前半30分ぐらいは、ワンシーンワンカットが続く。(途中でカット数を数えれば良かったと思った) その素晴らしいこと!カメラは滑らかに動くし、ショットが次々と素晴らしい構図で決まる。カメラマンは栗田豊通。
話は、夫婦の離婚を通して少女が成長してゆく話(いつものように筋は役者の魅力を引き出す役割でしかない。今回も話としてはまとまりがない)。多分相米としては、少女から「女」に変わる「脱皮」をフィルムに焼き付けたかったのだろう。でも、ちょっとそれは出来なかった。彼女(田畑)の成長を映画の完成が待てなかったから。
でも、相米はあの手この手を使ってフィルムにそれを定着させようとする。圧巻は琵琶湖の祭りのシーン。よく撮れたと思う。本当の祭りを背景に演技が続く。
その後の竹林から湖のシーン以降はかなり観念的な話になる(ちょっと退屈)。 でもこの三人(中井、純子、田畑)の熱量を吸収させるにはこれぐらいの混沌が必要だったのだと思う。
おかげでその後の、母親(桜田淳子)とレンコ(田畑智子)の和解が納得できる。(理屈じゃないんだよね。気持ちを受け止めてほしいだけ)
で、ラストが笑えるというか素晴らしい。田畑の成長をワンカットでエンドクレジットとともに描く。もうその背伸び感が素晴らしい!
やっぱり傑作。
田畑智子さんの演技の上手さには舌を巻く
せつない名作、そして名優桜田淳子
大むかしにテレビで放映されているときに、前半だけ見て「面白い映画だな。映画館で見たいなぁ」と思ったのですが、今回その願いがかないました。
名作だと思いました。
相米慎二って、そんなに賞賛される監督なのかな? とちょっと疑問だったのですが、本作をじっくりと鑑賞して納得しました。
作品に力があり、独創的で、監督の演出も冴えている。
子どもにとって、両親が別れるということは、我が身を引き裂かれるようにつらい出来事でしょう。そのストレスや不安は計りしれないものがあると想像します。
本作に通奏低音のように鳴り響いている、そんな子どもの切ない胸のうちが痛いほど伝わってきた。

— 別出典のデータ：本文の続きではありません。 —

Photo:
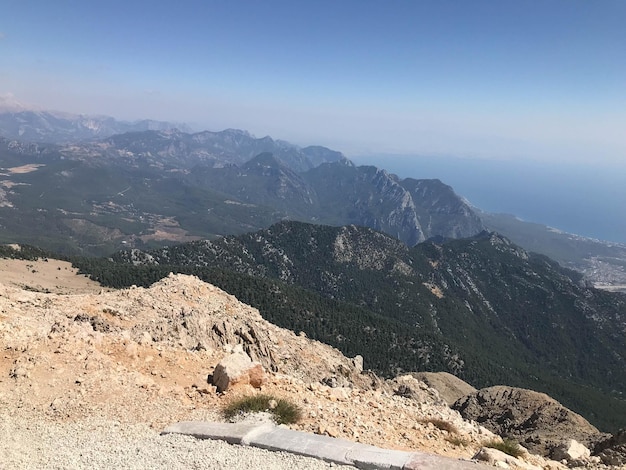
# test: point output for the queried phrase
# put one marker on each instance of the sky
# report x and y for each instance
(542, 80)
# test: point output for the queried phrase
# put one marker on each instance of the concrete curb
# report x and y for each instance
(339, 451)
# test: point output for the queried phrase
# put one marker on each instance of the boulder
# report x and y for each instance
(237, 369)
(612, 451)
(571, 450)
(538, 422)
(499, 459)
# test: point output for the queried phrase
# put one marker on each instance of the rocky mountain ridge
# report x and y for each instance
(154, 187)
(143, 355)
(482, 308)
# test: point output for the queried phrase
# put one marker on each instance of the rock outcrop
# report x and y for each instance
(237, 369)
(612, 451)
(538, 422)
(450, 387)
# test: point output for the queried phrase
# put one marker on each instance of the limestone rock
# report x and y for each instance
(408, 386)
(571, 450)
(535, 420)
(612, 451)
(237, 369)
(499, 459)
(450, 388)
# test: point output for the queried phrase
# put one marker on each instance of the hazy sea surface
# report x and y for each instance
(585, 199)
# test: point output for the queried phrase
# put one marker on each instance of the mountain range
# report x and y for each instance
(404, 272)
(481, 307)
(157, 186)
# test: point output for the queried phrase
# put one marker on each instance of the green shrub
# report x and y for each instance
(284, 411)
(508, 446)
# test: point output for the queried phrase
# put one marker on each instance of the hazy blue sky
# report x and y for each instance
(542, 79)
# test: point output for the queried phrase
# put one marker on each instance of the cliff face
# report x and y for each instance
(143, 356)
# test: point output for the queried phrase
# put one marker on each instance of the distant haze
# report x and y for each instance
(588, 200)
(540, 80)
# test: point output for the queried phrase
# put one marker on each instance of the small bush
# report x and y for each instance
(441, 424)
(508, 446)
(284, 411)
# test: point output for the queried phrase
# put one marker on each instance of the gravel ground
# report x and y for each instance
(111, 445)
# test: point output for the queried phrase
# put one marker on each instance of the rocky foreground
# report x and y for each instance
(98, 363)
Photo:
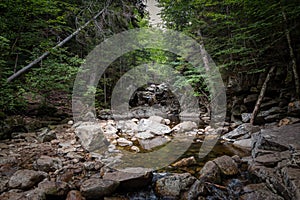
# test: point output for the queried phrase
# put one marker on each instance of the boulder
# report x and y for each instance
(74, 195)
(291, 178)
(154, 127)
(258, 191)
(26, 179)
(157, 119)
(90, 135)
(197, 189)
(246, 117)
(144, 135)
(124, 142)
(95, 188)
(294, 109)
(127, 126)
(130, 179)
(251, 99)
(226, 165)
(47, 164)
(244, 143)
(243, 131)
(210, 172)
(53, 190)
(173, 185)
(46, 135)
(185, 162)
(149, 144)
(185, 126)
(278, 139)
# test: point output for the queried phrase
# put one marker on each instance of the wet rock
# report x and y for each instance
(110, 132)
(152, 143)
(259, 191)
(244, 131)
(96, 188)
(3, 184)
(46, 135)
(157, 119)
(74, 195)
(271, 111)
(90, 135)
(246, 117)
(226, 165)
(185, 162)
(192, 116)
(271, 160)
(8, 160)
(174, 185)
(47, 164)
(154, 127)
(144, 135)
(245, 143)
(12, 195)
(127, 126)
(294, 108)
(250, 99)
(123, 142)
(273, 139)
(210, 172)
(291, 178)
(130, 179)
(195, 190)
(135, 148)
(53, 190)
(25, 179)
(185, 126)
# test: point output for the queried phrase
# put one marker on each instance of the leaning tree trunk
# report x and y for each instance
(261, 95)
(292, 55)
(30, 65)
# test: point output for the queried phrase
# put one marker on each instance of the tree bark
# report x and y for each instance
(44, 55)
(292, 56)
(261, 95)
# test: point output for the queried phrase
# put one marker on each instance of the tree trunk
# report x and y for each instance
(261, 95)
(292, 56)
(30, 65)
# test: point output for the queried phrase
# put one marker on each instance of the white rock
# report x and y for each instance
(144, 135)
(90, 135)
(157, 119)
(135, 148)
(185, 126)
(123, 142)
(154, 127)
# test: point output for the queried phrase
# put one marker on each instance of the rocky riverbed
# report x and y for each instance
(64, 162)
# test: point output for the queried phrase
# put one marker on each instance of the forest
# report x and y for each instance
(254, 46)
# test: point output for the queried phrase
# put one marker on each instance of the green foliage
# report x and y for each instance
(30, 28)
(241, 36)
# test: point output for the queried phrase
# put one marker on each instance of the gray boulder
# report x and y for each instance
(243, 132)
(154, 127)
(259, 191)
(130, 179)
(96, 188)
(47, 164)
(226, 165)
(174, 185)
(149, 144)
(26, 179)
(90, 135)
(185, 126)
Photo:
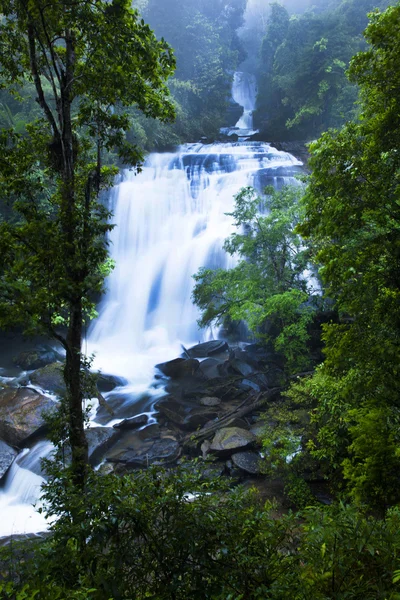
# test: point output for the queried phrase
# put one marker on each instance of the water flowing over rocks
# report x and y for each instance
(170, 220)
(50, 378)
(229, 439)
(21, 414)
(7, 457)
(37, 358)
(250, 462)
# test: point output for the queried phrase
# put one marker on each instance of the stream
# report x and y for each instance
(169, 221)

主演の田畑智子については、いまさら書くまでもないでしょう。
彼女の起用も、演技もずるいって感じです。
そりゃ、胸打たれるわ。
そしてそして、桜田淳子。
テレビ放映のときにも「この人、こんなに演技がうまいんだ」と、意外な気がしたけれど、調べてみると、もともとは女優志望で、映画や舞台の経験も豊富なんですね。
秋田出身の彼女が、京都弁というか関西ことばのイントネーションをほぼ完璧にマスターしていることにも感心しました(中井貴一のそれはちょっとおかしいところがあった)。やはり歌手だから音感がいいのかなぁ。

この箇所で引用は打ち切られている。